Meals here take place in an open-sided wooden pavilion that houses a polished wood table.that can accommodate 16 in a pinch. We had finished our tuna/pasta salad and Greek salads and were chatting with June (the owner), when some movement in the trees nearby caught my eye. A moment later, an enormous animal emerged from the thicket. It was one of the two old male Cape Buffalos who’ve been frequenting the camp – the injured one. June says he first showed up about two months ago, and something appeared to be wrong with one of his eyes. Although that seemed to clear up, he also somehow hurt his right front leg, and when he appeared yesterday, it looked broken. He would put a little weight on it, then stumble, and try to walk on just the three remaining legs. That’s not easy, when you weigh close to a ton.

He moved into a patch of trees perhaps 200 yards away from us and lowered his head to drink from a puddle there. We, in turn, silently moved outside to stare at him in wonder. Next to him, an ordinary fighting bull would look like some kind of a miniature breed. His horns were fearsome enough to rip someone apart by accident, say if he merely shook his head too close to anyone in his vicinity. It was obvious we needed to keep our distance from him, but equally obvious that he would probably die soon. No animal so grievously injured could survive for long in the wild.

June appeared to be as anguished as I felt, at the sight of his suffering. She commented that if a car had hit him and accidentally broken his leg, the Madikwe park administration would order him euthanized. But since he had broken it naturally, their policy was to refrain from intervening in any way. Mandy from Joburg shook her head and curtly approved. “It’s nature,” she said.
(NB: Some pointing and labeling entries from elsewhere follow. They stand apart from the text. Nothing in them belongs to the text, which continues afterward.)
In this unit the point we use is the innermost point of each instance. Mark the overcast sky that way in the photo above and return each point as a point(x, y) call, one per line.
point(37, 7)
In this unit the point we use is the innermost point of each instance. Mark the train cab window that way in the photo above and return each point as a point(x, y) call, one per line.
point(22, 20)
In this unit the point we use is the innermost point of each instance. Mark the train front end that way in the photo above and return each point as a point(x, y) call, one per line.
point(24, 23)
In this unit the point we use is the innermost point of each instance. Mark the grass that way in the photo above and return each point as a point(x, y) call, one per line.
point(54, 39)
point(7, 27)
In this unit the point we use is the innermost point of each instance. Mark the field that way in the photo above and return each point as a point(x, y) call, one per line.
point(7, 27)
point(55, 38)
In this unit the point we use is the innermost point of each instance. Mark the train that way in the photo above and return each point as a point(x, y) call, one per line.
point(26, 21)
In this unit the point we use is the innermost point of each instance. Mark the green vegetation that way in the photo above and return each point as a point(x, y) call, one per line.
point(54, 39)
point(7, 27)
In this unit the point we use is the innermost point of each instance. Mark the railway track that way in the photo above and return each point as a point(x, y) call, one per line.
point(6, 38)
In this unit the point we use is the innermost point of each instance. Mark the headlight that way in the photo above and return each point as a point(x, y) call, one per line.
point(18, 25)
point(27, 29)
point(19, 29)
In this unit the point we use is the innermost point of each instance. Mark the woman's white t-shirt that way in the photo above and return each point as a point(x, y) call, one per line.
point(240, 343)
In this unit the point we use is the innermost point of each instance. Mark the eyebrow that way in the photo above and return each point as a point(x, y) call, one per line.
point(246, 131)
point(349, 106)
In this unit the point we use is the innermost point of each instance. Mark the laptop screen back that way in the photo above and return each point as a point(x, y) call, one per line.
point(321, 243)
This is the second visit to Mosetlha for Mandy and her jovial husband Rene, but they’ve done innumerable game drives in other places (including Kruger). Rene, who was born and educated in Zurich but immigrated to South Africa 26 years ago, hates actual on-the-ground camping. (His parents apparently dragged him and his siblings off to European campgrounds almost every weekend of his childhood.) But he and Mandy have a reverence for everything about the African bush – from the smell of the air to the antics of its smallest insect inhabitants.

Like them, I love it here because Mosetlha gives us the access to nature provided by camping but spares us all of the unpleasantness. Our beds are as padded and inviting as my bed at home. At night we let down the mosquito nets, which protect us more from any worry about potential nocturnal bedmates than actual ones. (The anopheles mosquito, which carries malaria, doesn’t live in this province of South Africa.)

We have plastic chamber pots for use after bedtime (since a trip to the composting toilet might lead to an unwanted encounter with an animal). But when I have used the toilet during daylight hours, I’ve never smelled the normal odors that I associate with such installations. Even though there’s no running water, Chris (a civil engineer by training) has installed a marvelous system for providing us with hot showers. (This involves filling a bucket with water from a portable tank, pouring it into a little wood-burning “donkey stove” that instantly raises the temperature to near boiling, mixing that with enough cold water to make the temperature just right, pouring all that into a bucket in one of the shower stalls, raising it by ropes, and then controlling its egress through a shower head by means of a little hand valve.)

The electrified fence that discourages elephants from entering the camp is solar-powered. The refrigerators that cool our beers and bottled water runs (somehow) on kerosene, and kerosene fuels the lanterns that softly illuminate everything here after dark. It’s all so ingenious, the infrastructure alone could be a tourist attraction. But the daily spectacle of the park’s non-human inhabitants takes center stage in that department.

As for the injured buffalo, he was gone from sight this morning. But June says he and his able-bodied buddy aren’t far. I’d like to see them again before we depart for our return to Johannesburg, now less than 24 hours from now.